The Network > Ethernet ports section contains the interface to disable unused Ethernet ports and upload certificates and private key for 802.1x authentication.

Disabling unused ports

The administrator can disable unused Ethernet ports to reduce the attack surface - an open unused port is a vulnerability. Ports with a ticked box are enabled and deselecting it before saving will disable it. Ports used for the cloud connection (depending on network mode) cannot be disabled.
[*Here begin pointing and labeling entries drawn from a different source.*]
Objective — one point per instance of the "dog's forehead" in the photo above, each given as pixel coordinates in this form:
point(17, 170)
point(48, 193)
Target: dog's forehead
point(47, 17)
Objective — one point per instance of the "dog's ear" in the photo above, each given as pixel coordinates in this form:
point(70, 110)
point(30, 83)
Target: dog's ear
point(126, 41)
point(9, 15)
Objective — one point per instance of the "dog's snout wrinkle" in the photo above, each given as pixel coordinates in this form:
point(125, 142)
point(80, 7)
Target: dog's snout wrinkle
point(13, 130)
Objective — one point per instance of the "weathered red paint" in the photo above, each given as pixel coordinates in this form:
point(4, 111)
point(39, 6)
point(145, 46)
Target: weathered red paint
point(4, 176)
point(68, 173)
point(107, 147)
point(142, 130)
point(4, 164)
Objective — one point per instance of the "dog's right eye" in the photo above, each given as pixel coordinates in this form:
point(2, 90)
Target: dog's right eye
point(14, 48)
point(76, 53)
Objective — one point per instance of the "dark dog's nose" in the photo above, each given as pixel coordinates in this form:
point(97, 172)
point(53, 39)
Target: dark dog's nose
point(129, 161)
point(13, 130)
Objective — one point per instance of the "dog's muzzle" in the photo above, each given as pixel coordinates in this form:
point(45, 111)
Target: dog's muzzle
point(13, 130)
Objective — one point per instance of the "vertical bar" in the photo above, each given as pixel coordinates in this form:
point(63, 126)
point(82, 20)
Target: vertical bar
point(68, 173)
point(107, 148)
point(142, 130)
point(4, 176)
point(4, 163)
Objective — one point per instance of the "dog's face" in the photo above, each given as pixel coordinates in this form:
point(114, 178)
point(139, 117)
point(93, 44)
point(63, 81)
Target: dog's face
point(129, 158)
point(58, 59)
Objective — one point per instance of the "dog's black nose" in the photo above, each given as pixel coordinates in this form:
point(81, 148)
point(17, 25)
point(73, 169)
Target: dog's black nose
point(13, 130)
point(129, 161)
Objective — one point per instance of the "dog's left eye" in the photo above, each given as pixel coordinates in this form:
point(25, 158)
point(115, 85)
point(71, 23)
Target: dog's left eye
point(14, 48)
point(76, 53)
The port selection takes effect after the device has been rebooted.

 

  • Logged in as administrator to the Connect Gateway
  1. In Manage port access, select Edit to open the input form.
  1. Deselect a port (say, port LAN1B) and Save the form to disable it.
  • After reboot, the chosen port(s) are disabled.

 

Activating port authentication

The gateway can act as supplicant (client device) in networks with IEEE 802.1x Port-based Network Access Control (PNAC). It supports the Extensible Authentication Protocol (EAP-TLS) authentication method.

 

IEEE 802.1x PNAC requires tree entities: a supplicant, an authenticator (for example, an Ethernet switch) that can allow or block network traffic between the client and the gateway, and an authentication server (typically a RADIUS server with EAP support) that validates the credentials.

Name

Authentication setting

Identity

802-1x.identity

CA certificate

802-1x.ca-cert

Client certificate

802-1x.client-cert1

Private key

802-1x.private-key

Private key password

802-1x.private-key-password

1

The client is equivalent to an Ethernet port on the device in this context.

 

To activate port authentication, certificates must be uploaded to the gateway. A format check of the certificates is done when uploaded, but the validity of the certificates is not verified by the gateway.

The supplicant is not allowed access through the authenticator (for example, an Ethernet switch) to the protected side of the network (Connect Gateway) until the supplicant's identity has been validated and authorized by the authentication server. The data required are:

  • Identity
  • CA and client certificates in PEM format (typically with CRT file extension)
  • PKCS8 private encryption key (binary) encoded in PEM format
  • Private key password when the encryption key is password protected
NOTICE
Breaking the connection to the device

It is recommended to configure 802.1X port from a connection on a different port to avoid disconnecting the established web access to the device. One possibility is to use a web tunnel via the WAN network to configure 802.1X on the LAN network.

  • Logged in as administrator to the Connect Gateway; the gateway has at least one port connected to a local network.
  1. In Port authentication, select Edit to open the input form.
  1. Select the port which authentication should apply to.
  1. Enter an identity (username), that is the owner of the private key.
  1. The password must be provided if the private key file is password protected.
  1. If desired, set the authentication timeout value in seconds by stepping the counter. The value can be left unchanged.
  1. Upload a CA certificate (in PEM format).
  1. Upload a client certificate (in PEM format).
  1. Upload a client private key (in PEM format). If password protected, enter the password above.
  1. Save to activate.
  • Authentication is applied to the chosen port(s).

 

Remove port authentication with the Delete button in the right-hand pane.

Configuring the supplicant

A common client-end software for 802.1x authentication on Linux is wpa_supplicant. It is configured by command-line to correspond to the Connect Gateway settings, for example

nmcli c add type wired ifname eno1 con-name 'engineering' \

802-1x.eap tls \

802-1x.identity engineering \

802-1x.ca-cert /etc/pki/certs/ca.crt \

802-1x.client-cert /etc/pki/certs/engineering.crt \

802-1x.private-key /etc/pki/certs/engineering.pem \

802-1x.private-key-password pki_password

 

Authenticator and authentication server

The authenticator (typically an Ethernet switch or router) must support 802.1x port authentication. Port authentication is activated on the switch ports used by the supplicants.

The authentication server (Radius) is configured to use EAP with type set to TLS and the TLS configuration file includes file paths to the certificates and private key stored on the authentication server.